Secondo i dati ufficiali di Minsk, il 27 febbraio il 65% degli elettori ha approvato le modifiche costituzionali. Queste stabiliscono un limite di due mandati quinquenniali per la presidenza, tuttavia, le restrizioni si applicherebbero solo in futuro così che Lukashenko, al potere dal 1994, potrebbe assicurarsi un ulteriore mandato e governare fino all’età di 81 anni. Inoltre, le modifiche prevedono l’immunità a vita di “Batka” dopo un suo eventuale ritiro dalla politica.

La parte geopolitica del referendum completa la messa sotto chiave dello spazio bielorusso da parte di Mosca, consentendole lo stazionamento permanentemente del proprio dispositivo militare ai confini con la Polonia, in primo luogo delle armi nucleari, un ulteriore passo verso lo spettro di un conflitto nucleare nel continente.

LA CHIAMATA ALLE URNE ha permesso all’opposizione bielorussa di riprendere l’iniziativa, sfruttando questa volta le profonde lacerazioni che la guerra crea in tutte le società ex-sovietiche, particolarmente acute per il popolo culturalmente più vicino sia a quello russo che a quello ucraino.

Sullo sfondo dell’Ucraina sotto attacco anche dal territorio nazionale, l’oggetto del referendum è passato in secondo piano. Molti si sono uniti all’opposizione nel dire no al sostegno apportato da Lukashenko alla guerra di Putin e alla presenza e al transito delle truppe russe in Bielorussia dopo le esercitazioni congiunte che Mosca ha utilizzato per preparare l’invasione.

Complice nella mobilitazione anti-Lukashenko, voci diffuse per via telematica riguardo una possibile chiamata alle armi per sostenere lo sforzo bellico russo, una probabile mossa di un’opposizione forte delle sue basi in Lituania e Polonia, la quale ha sortito il suo effetto.
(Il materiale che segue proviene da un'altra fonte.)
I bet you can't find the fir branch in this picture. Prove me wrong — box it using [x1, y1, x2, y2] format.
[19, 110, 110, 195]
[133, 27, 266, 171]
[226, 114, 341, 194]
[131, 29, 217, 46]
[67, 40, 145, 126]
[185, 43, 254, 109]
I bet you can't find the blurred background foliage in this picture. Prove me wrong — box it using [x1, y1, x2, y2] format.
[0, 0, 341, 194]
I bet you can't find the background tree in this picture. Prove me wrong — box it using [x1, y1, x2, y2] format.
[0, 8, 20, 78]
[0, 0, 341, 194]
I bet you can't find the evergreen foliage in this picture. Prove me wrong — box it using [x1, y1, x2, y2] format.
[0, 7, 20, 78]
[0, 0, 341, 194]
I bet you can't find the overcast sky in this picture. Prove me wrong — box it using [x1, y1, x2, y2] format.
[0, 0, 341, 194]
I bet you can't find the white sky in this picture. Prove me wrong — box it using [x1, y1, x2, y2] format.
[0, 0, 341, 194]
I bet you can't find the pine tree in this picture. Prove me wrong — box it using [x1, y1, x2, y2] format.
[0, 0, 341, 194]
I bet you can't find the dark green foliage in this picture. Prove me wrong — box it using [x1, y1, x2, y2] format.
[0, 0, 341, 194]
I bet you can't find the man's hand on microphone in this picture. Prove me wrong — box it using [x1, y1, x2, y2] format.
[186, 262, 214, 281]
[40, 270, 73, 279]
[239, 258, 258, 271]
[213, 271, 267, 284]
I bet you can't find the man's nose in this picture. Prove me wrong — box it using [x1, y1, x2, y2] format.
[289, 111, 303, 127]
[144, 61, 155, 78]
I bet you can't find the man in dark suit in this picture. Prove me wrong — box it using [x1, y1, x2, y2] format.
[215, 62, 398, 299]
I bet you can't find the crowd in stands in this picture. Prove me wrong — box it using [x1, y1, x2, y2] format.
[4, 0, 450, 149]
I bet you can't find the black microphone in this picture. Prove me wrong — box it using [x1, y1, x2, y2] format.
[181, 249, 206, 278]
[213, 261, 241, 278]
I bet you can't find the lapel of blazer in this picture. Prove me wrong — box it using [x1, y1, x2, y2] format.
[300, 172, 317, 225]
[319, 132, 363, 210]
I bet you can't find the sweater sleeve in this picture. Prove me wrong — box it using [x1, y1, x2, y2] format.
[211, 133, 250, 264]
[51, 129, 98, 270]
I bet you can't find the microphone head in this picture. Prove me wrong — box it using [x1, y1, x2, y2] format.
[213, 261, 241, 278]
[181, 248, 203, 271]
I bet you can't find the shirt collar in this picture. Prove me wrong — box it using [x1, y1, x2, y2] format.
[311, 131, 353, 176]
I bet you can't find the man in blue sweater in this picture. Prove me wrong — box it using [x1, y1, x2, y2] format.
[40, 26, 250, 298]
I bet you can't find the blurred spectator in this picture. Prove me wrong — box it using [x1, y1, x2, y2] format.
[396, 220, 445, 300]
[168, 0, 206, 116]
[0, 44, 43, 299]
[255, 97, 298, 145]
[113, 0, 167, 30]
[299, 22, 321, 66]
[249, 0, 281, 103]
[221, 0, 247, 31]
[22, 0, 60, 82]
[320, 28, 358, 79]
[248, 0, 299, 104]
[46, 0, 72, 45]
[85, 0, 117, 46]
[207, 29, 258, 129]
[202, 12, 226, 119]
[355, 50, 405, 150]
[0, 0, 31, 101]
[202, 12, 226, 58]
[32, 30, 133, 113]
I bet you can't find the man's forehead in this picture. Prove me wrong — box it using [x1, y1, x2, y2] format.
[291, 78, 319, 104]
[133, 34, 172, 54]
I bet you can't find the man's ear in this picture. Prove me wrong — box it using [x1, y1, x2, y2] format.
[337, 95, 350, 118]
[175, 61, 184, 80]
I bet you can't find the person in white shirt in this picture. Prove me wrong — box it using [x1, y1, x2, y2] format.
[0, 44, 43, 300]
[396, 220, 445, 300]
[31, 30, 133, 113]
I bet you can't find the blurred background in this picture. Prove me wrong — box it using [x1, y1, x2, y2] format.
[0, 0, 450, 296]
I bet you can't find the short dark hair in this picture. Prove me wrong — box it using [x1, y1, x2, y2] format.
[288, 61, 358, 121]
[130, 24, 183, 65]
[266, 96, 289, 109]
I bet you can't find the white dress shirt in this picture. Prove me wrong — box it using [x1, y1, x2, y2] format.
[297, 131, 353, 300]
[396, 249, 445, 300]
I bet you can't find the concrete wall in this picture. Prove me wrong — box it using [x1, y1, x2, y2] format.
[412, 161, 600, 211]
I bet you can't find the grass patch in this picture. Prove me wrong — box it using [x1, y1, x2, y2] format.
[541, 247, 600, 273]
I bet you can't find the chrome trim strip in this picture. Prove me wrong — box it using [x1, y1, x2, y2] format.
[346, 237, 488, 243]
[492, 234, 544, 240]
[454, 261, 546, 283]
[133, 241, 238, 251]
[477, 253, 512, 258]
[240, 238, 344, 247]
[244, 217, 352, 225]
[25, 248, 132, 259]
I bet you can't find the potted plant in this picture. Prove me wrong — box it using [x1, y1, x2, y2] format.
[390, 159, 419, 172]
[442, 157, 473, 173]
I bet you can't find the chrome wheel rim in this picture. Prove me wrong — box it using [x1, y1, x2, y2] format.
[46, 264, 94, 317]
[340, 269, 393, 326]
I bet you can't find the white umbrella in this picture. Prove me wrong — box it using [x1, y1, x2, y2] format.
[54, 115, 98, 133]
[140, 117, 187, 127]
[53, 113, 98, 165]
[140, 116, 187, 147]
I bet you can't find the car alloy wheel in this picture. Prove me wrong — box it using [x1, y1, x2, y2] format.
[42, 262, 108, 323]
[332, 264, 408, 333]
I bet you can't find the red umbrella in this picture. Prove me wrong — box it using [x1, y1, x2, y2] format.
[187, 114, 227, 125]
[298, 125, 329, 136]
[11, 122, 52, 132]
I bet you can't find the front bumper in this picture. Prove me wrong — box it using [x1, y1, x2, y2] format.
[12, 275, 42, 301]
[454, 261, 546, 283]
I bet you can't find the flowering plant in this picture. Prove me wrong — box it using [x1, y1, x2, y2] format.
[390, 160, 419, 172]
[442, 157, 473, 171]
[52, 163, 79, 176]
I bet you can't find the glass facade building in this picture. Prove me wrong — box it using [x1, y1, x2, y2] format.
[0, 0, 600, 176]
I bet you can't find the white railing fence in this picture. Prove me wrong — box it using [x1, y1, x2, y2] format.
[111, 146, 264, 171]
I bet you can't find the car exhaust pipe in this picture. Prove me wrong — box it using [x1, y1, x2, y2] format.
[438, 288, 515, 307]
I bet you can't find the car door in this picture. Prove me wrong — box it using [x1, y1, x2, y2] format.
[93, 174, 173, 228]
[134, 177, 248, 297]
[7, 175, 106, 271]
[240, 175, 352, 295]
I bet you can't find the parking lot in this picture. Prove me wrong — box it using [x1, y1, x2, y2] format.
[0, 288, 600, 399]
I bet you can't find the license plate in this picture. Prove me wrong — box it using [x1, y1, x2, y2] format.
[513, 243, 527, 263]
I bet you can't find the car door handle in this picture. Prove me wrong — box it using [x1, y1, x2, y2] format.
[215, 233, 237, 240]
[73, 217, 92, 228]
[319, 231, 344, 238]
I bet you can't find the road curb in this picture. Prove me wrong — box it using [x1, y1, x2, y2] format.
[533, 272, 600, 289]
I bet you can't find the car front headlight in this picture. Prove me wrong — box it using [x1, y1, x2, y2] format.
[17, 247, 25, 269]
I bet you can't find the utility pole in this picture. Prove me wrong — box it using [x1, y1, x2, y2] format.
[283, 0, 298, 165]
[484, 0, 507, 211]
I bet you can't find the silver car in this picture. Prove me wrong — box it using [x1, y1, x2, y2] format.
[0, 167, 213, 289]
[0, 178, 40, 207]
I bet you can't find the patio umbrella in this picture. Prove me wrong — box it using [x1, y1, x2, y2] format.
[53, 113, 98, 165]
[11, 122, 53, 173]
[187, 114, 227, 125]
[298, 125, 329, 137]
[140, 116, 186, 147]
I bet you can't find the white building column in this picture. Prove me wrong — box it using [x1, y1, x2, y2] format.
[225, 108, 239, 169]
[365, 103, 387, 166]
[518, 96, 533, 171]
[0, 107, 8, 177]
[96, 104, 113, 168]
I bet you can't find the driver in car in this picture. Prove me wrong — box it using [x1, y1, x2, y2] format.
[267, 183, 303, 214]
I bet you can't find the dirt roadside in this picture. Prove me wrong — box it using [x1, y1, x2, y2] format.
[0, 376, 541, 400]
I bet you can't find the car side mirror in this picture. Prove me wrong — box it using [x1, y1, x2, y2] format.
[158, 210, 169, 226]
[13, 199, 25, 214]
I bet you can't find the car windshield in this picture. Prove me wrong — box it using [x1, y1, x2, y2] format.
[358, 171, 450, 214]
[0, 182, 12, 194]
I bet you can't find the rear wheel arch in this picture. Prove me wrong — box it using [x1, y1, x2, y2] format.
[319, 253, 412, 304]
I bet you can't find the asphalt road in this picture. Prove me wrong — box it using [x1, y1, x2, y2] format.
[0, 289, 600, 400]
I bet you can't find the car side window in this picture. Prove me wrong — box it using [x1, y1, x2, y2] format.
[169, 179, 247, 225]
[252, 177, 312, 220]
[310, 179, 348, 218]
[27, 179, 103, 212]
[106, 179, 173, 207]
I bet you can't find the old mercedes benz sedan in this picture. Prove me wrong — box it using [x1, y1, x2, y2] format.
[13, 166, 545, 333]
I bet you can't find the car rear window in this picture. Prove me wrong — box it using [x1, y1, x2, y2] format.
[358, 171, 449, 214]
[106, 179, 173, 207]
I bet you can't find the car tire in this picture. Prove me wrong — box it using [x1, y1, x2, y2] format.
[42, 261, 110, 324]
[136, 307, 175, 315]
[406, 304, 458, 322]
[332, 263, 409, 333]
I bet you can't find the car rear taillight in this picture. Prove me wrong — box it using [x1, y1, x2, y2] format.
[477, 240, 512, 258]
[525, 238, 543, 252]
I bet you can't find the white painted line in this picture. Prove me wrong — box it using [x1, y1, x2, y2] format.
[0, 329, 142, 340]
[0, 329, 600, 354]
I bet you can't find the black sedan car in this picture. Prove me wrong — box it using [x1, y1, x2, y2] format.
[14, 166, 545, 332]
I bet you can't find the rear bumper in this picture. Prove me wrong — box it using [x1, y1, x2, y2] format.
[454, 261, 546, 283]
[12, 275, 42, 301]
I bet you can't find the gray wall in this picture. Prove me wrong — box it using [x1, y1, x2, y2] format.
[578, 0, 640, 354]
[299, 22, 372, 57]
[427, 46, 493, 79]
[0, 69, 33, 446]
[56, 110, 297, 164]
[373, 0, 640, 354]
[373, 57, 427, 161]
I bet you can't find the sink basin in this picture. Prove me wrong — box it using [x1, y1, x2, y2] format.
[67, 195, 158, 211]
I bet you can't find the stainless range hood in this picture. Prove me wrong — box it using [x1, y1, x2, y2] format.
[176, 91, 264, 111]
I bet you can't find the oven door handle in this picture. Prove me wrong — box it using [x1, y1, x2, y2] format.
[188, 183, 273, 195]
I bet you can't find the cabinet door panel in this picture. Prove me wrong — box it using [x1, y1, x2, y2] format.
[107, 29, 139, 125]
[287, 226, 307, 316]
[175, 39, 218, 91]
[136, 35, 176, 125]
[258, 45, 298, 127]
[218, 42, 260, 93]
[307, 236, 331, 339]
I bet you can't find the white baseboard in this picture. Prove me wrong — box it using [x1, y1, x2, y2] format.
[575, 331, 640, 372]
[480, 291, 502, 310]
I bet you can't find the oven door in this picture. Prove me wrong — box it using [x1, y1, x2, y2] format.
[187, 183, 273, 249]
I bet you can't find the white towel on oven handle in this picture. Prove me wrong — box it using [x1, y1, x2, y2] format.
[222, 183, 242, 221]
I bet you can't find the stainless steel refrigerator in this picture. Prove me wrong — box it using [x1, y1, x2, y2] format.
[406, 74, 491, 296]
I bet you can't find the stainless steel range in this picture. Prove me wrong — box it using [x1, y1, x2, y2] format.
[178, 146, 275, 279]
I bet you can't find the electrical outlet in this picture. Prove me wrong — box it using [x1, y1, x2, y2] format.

La reazione del governo è stata come d’abitudine muscolare: diverse fonti riportano di quasi 800 persone detenute dalla polizia negli ultimi due giorni.

ALLO STESSO TEMPO, la crisi ha restituito a Lukashenko un’importanza politica internazionale che il leader bielorusso aveva perso dopo i disordini per i brogli alle elezioni del 2020 e la conseguente rottura con gli europei.

Fino ad allora Minsk aveva seguito una linea diplomatica multivettoriale e fornito una piattaforma per i negoziati fra Mosca e Kiev. Questa linea si è interrotta in seguito al sostegno di Zelensky al tentativo di cambio di regime contro Lukashenko che lo ha lasciato più dipendente che mai dal sostegno di Putin.

ORA ZELENSKY si trova invece a dipendere dai buoni uffici del suo collega bielorusso, nella speranza che questi possa indurre Putin a più miti consigli. Anche dal lato europeo, dove pure si tende ad includere Minsk nei nuovi pacchetti di sanzioni anti-russe, Lukashenko non è più così infrequentabile (come dimostra una telefonata ricevuta da Emanuel Macron), almeno fino a quando le bombe continueranno a cadere sull’Ucraina.